A 29 ans, cette femme aux deux passeports et aux origines multiples, mélange harmonieux de sophistication et de naturel, a décroché trois Grammy Awards aux Etats-Unis pour ses trois derniers albums, reçu le Prix Django-Reinhardt 2017 de l'Académie du jazz du meilleur musicien de jazz français de l'année, puis une Victoire du jazz l'année suivante.
"On dit souvent que ma mère est guadeloupéenne. Et, parce que je suis une personne noire, que ma mère est métisse et mon père noir haïtien, on préfère focaliser sur ma culture caribéenne, avec laquelle j'ai beaucoup plus de distance qu'on ne croit", a confié à l'AFP Cecile McLorin Salvant.
"Mais ma mère n'est qu'un quart guadeloupéenne, et on ne sait pas que j'ai failli avoir un prénom occitan, que mon grand-oncle a essayé de m'apprendre des mots occitans et que j'ai passé tous les étés de ma vie à Saint-Antonin-Noble-Val, dans une vieille maison avec ma mémé du Tarn-et-Garonne", raconte, amusée, cette musicienne.
Son identité, cette femme aux grandes lunettes à monture blanche, l'a trouvée dans le jazz, un terreau idéal pour l'épanouissement de sa voix et de sa personnalité.
Née à Miami, Cecile McLorin Salvant baigne très tôt dans la musique. "Mes parents écoutaient de tout, Cesaria Evora, de la musique folklorique, du gospel, du classique, de la musique sénégalaise, argentine, espagnole, portugaise, française...", se souvient-elle.
- Le jazz, par hasard -
Dès l'âge de cinq ans, elle s'assoit devant un piano, puis fréquente à partir de huit ans la chorale.
En 2007, elle part à Aix-en-Provence étudier le chant lyrique et... le droit. C'est là, remarquée par des professeurs, qu'elle bifurque fortuitement vers l'apprentissage du jazz et du baroque.
Tout s'est enchaîné très vite ensuite, Cecile McLorin Salvant, imposant sa personnalité et sa qualité d'interprète.
Dans "The Window", son cinquième disque déjà, elle poursuit son travail de réinterprétation de chansons souvent anciennes puisées dans le réservoir inépuisable de la chanson populaire américaine, mais aussi française.
"Je trouve ça plus facile d'aborder une chanson avec beaucoup de recul. Quand je prends une chanson des années 20, j'arrive à la voir en dehors du temps", explique-t-elle. "Avec la distance, on s'aperçoit mieux si elle a gardé toute sa puissance, tout son sens".

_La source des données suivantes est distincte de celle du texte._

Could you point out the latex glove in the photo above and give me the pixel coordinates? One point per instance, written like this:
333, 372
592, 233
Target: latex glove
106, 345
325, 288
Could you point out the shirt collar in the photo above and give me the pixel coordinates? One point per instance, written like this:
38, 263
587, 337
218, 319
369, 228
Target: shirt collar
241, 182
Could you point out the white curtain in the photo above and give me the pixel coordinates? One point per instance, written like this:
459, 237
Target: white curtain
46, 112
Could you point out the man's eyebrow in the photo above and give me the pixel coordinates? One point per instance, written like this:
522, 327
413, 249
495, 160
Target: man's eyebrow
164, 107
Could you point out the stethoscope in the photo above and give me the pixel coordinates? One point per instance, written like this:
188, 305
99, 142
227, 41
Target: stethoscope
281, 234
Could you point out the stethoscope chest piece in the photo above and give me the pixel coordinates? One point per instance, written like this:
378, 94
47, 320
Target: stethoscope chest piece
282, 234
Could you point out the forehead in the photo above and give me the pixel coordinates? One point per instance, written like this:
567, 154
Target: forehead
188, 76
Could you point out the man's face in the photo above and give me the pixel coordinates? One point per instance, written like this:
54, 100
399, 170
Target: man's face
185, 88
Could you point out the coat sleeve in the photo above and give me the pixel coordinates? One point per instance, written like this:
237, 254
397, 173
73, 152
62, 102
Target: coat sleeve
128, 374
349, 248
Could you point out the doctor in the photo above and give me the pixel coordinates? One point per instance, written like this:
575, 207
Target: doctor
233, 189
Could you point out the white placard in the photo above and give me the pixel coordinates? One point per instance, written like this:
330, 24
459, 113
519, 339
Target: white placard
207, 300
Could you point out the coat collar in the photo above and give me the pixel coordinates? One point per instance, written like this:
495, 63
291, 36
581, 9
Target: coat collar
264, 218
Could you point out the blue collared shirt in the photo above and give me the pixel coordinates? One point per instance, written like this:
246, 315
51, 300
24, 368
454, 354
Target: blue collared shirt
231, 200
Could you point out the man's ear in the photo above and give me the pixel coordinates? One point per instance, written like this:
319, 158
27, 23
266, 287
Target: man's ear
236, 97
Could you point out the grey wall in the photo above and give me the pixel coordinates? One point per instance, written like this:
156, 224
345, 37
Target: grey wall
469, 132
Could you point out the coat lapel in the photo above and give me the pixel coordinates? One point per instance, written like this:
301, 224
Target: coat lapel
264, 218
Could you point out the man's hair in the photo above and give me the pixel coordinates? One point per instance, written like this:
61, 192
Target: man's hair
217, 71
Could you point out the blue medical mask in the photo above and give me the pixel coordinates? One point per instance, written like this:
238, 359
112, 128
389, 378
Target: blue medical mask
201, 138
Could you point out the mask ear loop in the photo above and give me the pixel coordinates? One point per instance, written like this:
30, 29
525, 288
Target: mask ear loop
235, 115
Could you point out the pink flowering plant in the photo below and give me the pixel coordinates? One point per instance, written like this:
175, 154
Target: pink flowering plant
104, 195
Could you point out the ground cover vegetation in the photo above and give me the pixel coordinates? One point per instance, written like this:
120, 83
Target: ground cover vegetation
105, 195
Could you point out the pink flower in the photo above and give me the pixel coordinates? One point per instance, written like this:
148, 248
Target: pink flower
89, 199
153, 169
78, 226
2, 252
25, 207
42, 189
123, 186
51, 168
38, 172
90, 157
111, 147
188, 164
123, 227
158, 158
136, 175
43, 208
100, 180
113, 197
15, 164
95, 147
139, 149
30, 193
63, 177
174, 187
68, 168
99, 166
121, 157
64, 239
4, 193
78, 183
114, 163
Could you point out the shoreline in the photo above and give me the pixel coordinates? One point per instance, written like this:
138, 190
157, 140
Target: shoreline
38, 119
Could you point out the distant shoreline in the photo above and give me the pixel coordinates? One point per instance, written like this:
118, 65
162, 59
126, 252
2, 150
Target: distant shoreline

Elle apporte à ces chansons une fantaisie, une théâtralité, un art de la mise en scène, pour leur redonner tout leur sens. "S'il y a une chose très importante pour moi, c'est qu'on comprenne les paroles", souligne celle qui choisit une chanson "parce qu'il y a dedans un élément inattendu, qui m'attire, me fait rire ou me surprend et autour duquel je construis mon interprétation".
Du lyrique, elle a conservé cette élasticité vocale lui permettant de passer d'un registre à l'autre comme une libellule. Du baroque, elle a gardé cet art de la diction, de l'articulation du mot. Du jazz, elle aime les imperfections qui rendent cette musique vivante.
"Elle possède une voix d'une justesse absolument renversante avec une élasticité rare, ce qui fait qu'elle l'utilise comme un instrumentiste de haut vol le ferait", estime François Lacharme, président de l'Académie française du jazz.
"On ne tombe sur une telle chanteuse qu'une seule fois sur une, voire deux générations", s'enthousiasme le trompettiste et chef d'orchestre américain Wynton Marsalis.
En duo avec le pianiste du disque Sullivan Fortner, Cecile McLorin Salvant ouvrira sa "Fenêtre" lors d'une série de concerts en France et en Belgique (Liège) jusqu'à fin mai. Coutances (Jazz sous les Pommiers) et Paris (New Morning) sont au programme. Après un retour aux Etats-Unis en juin et juillet, la plus transatlantique des chanteuses de jazz retrouvera la France cet été, notamment à Marciac.